Nearing the end of her research, Priscilla discovered the one quest that had so long eluded the Hollingsworth family—a move into politics that would rival the success of the Hollingsworth business dealings. Or, as Grandfather Marshall Hollingsworth had said, “We’ve got to get one of our sons elected president.” To prepare for the quest, Hollingsworth family members served in Congress, on school boards, as state representatives and senators, as lawyers and local judges, and as entrepreneurs. Then came Fleetwood Marshall.
A fifth generation Hollingsworth, Fleetwood Marshall had already regained the family’s stature in Congress. So he was the most likely to fulfill the ultimate quest.
Priscilla learned that she had not been approached by a novice or a traditional civil rights activist or a high-profile clergyman such as the one for whom the airport in Birmingham had been renamed.

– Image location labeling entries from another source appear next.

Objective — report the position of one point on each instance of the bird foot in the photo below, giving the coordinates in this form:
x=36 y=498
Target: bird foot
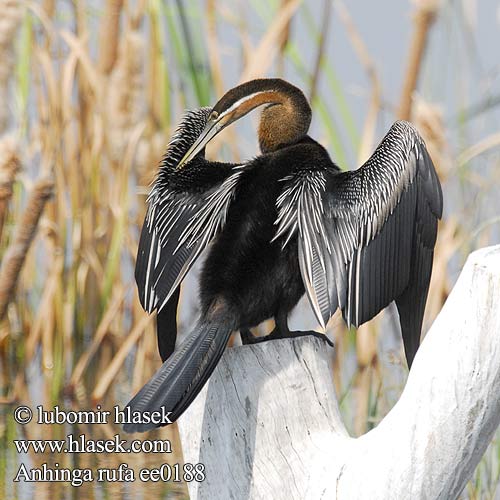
x=248 y=338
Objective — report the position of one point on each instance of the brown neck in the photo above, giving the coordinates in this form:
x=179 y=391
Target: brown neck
x=285 y=121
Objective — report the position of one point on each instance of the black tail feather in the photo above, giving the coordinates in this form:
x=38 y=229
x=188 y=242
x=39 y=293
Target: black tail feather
x=180 y=378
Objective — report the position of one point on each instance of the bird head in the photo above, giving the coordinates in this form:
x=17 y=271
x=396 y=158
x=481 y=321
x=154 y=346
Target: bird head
x=242 y=99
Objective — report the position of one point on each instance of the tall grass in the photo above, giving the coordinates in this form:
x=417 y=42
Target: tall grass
x=89 y=96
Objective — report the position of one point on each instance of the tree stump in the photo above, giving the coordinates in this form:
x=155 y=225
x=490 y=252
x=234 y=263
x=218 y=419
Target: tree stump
x=268 y=426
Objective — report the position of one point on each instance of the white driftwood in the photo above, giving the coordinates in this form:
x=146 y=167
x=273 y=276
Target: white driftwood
x=267 y=425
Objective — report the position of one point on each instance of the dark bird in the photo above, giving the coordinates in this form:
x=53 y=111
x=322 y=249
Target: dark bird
x=286 y=223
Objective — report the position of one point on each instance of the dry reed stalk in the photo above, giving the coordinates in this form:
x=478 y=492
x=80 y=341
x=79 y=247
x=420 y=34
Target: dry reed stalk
x=124 y=101
x=366 y=353
x=423 y=20
x=262 y=57
x=429 y=120
x=368 y=135
x=15 y=254
x=327 y=10
x=49 y=7
x=102 y=330
x=489 y=142
x=9 y=166
x=114 y=367
x=448 y=242
x=213 y=48
x=10 y=18
x=285 y=36
x=109 y=35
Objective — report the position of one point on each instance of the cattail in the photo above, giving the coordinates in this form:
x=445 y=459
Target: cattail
x=9 y=165
x=15 y=254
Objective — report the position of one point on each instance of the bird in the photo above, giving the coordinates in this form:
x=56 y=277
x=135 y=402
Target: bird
x=285 y=223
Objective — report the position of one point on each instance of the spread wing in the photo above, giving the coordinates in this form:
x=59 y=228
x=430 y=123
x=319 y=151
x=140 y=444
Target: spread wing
x=186 y=209
x=367 y=237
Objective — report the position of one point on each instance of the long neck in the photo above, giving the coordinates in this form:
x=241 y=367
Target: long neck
x=285 y=121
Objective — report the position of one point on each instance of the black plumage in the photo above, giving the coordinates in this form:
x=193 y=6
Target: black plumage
x=284 y=223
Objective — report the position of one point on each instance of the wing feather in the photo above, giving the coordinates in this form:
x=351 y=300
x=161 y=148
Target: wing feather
x=366 y=237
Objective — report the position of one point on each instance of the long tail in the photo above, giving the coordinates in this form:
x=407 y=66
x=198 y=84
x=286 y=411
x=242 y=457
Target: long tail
x=182 y=376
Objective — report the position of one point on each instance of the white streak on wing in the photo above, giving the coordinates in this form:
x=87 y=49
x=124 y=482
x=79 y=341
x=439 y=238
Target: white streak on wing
x=147 y=290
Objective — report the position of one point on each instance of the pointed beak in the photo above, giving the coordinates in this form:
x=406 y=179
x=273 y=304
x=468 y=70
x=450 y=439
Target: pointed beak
x=212 y=128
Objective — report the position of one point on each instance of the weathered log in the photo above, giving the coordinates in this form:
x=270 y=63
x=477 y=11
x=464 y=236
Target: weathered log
x=267 y=425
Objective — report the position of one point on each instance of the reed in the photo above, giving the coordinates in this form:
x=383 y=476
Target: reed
x=88 y=101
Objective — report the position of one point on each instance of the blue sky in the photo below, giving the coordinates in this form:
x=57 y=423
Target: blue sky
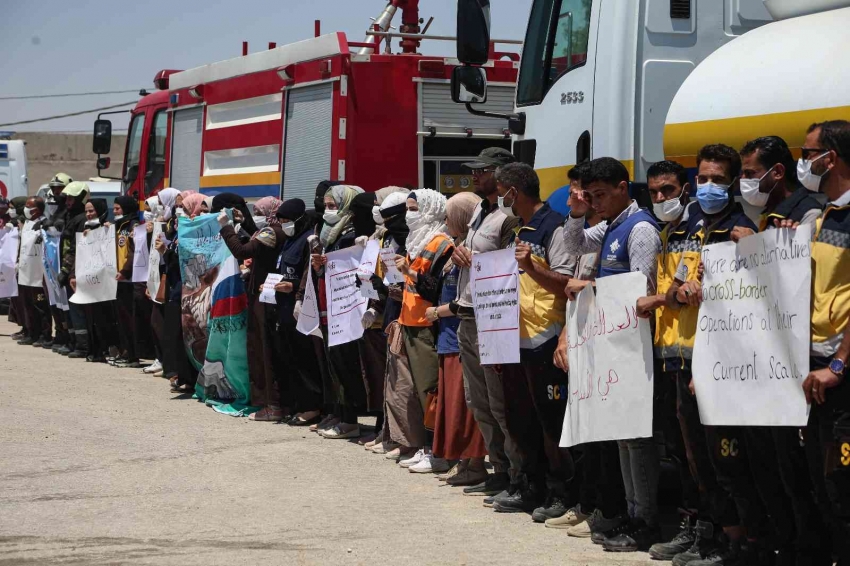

School children across the nation, including a younger Priscilla, had read about the role of such prominent figures in the civil rights era. But the schoolchildren, as well as many students of the black civil rights movement, rarely contemplated the composition of the backbone of those activities and movements. They did not know that the Hollingsworths and others like them had often facilitated much local civil rights activity through their financial support. Moreover, long before telecommunications and high technology, radio and print media had been the rage, and black businessmen in families such as the Hollingsworths had pretty much owned their own media outlets, further enhancing their capacity to back their preferred causes as well as to express opposition to unjust laws.
“So that’s the backstory,” Priscilla said as she concluded her research on the Hollingsworths of Birmingham. Now, she knew she had been contacted by a man who knew who he was and what he wanted.
But Priscilla still felt a need to know why Congressman Fleetwood Marshall Hollingsworth had chosen her to manage the public relations of his campaign. For after all, the congressman could have any PR firm of his choosing.